7. This will now take you to the Page you’ve added the tab to. It’ll be on the left-hand navigation menu, labeled as Static Tab. Click on this item in the navigation menu to visit the tab and begin customizing your landing page. If you hover your mouse over the top of the tab, a grey options bar will drop down giving you the option to configure the current tab, add a new tab, view statistics about this particular tab and learn more about this application.  The add a new tab function allows you to add another tab to this existing Page, similar to how you just added this tab to your Page. The statistics function allows you to look at the traffic to this tab over any range of time you define. You can also monitor visits to this tab in your Facebook Page Insights under the reach report. Let’s move on to configure this tab to make a custom landing page, helping convert browsers on your Facebook Page to fans.

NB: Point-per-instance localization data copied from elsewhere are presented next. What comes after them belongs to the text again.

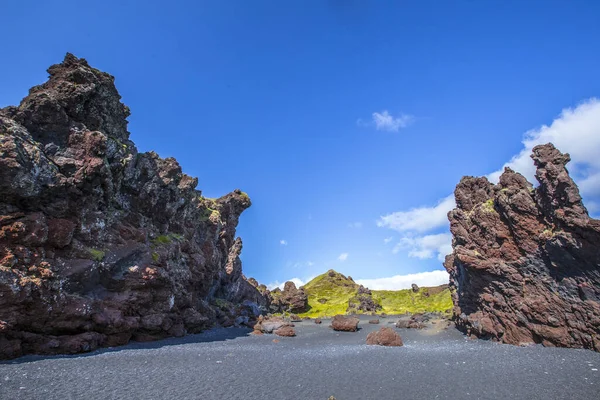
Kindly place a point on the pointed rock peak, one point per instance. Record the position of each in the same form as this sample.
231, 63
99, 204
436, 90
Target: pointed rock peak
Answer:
558, 194
77, 98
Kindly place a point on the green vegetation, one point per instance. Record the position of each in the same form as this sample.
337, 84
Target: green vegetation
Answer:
403, 301
337, 290
96, 255
167, 239
488, 206
330, 293
223, 304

Static Tab 2.0 LunaMetrics

8. Now it’s time to paste in the assets you’ve uploaded and/or you created an image map with. Once, you click configuration you’ll have two fields to paste your code into. Before doing so, make sure to choose Show custom HTML/CSS/Javascript or Load an External URL from the first tab type field. In this example, we used the HTML/CSS/Javascript option. Paste the CSS code from Image Map you created in the first box to display the content to fans once they’ve liked your Page. In the second box, paste the CSS code you generated on Image Map to display this content to non-fans viewing this tab on your Page. Once you’ve done this, press Apply Changes.

LunaMetrics Static Tab

9. Now view this tab and see if both versions of your landing page are working correctly. To test it, view this tab as a fan and a non-fan. After you’ve successfully set up this page tab, it’s time to name it. Go to Edit Page then  Apps and the to Static Tabs. Choose Edit Settings to define the name of this tab, in our case we’ve labeled it Greetings! Don’t forget to save your changes and then press Okay.

Name of LunaMetrics Tab

10 ) You’re almost done with your Page tab, all you need to do now (which is optional) is reorder it in the left-hand navigation and set it as your landing tab on your Facebook Page if you wish for non-fans to land on this tab when they initially land on your Facebook Page. To reorder the left-hand navigation menu, just click More than Edit to reorder which Page tabs are visible and in what order.

Edit FB Menu

If you wish to set this newly created page tab as the landing tab all non-fans land on when they visit your Page (which I highly recommend) go to Edit Page, then Manage Permissions and select Default Landing Tab. This field will let you choose which tab on your Facebook Page users land on when they aren’t currently a fan. Once they are a fan, the user will automatically land on your Facebook Wall.

The finished product! Let us know if you have any issues with implementation or have other recommended ways of creating your own page tabs using iFrames!